Methods : As part of an ongoing prospective study, HCWs obtained Pictor retinal images of infants at risk for ROP during routine ROP rounds. Imagers selected 1-3 images per eye, aiming to show vessels in all 4 posterior pole quadrants. A non-physician HCW analyzed these images with ROPtool. Six measures reflecting vessel tortuosity and dilation were obtained per quadrant: tortuosity index (TI), maximum tortuosity (MT), dilation index (DI), maximum dilation (MD), sum of adjusted indices (SAI), and tortuosity-weighted plus (TWP). The reference standard was the diagnosis at the time of the clinical exam. Receiver operating characteristic (ROC) curves were generated for the identification of plus and pre-plus disease using the second-largest quadrant value of each measure, because plus disease requires 2 quadrants to have sufficient vascular abnormality.

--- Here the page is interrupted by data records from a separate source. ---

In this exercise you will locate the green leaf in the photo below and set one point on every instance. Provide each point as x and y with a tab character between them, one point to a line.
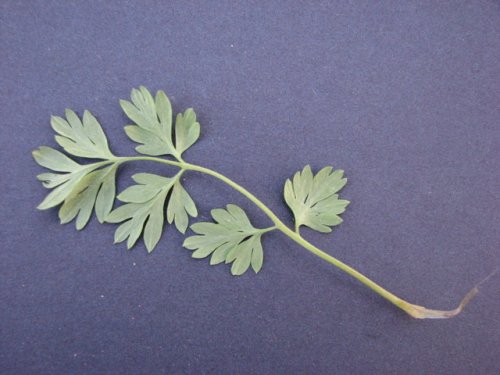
52	159
313	199
97	189
179	207
187	130
79	190
85	139
231	239
143	211
153	122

Results : Of the 124 eyes imaged, 484 (98%) of 496 quadrants were analyzable by ROPtool, meaning they had at least one vessel traceable for at least one optic disc diameter in length. Overall, 92% of eyes had 4 analyzable quadrants, 6.5% had 3, and 1.6% had 2. For plus disease, area under the ROC curves (AUCs) were: TWP 0.97 = TI 0.97 = MT 0.97 > SAI 0.94 > DI 0.87 > MD 0.80. For pre-plus or plus disease, AUCs were: TWP 0.99 > MT 0.98 = TI 0.98 > SAI 0.97 > DI 0.87 > MD 0.80.

Conclusions : Pictor retinal images of varying qualities of infants at risk for ROP can be analyzed with ROPtool with high accuracy for the identification of plus and pre-plus disease. It is feasible for non-ophthalmologist HCWs to capture retinal images and analyze them for the presence of plus disease, furthering the available workforce for ROP screening.

This is an abstract that was submitted for the 2016 ARVO Annual Meeting, held in Seattle, Wash., May 1-5, 2016.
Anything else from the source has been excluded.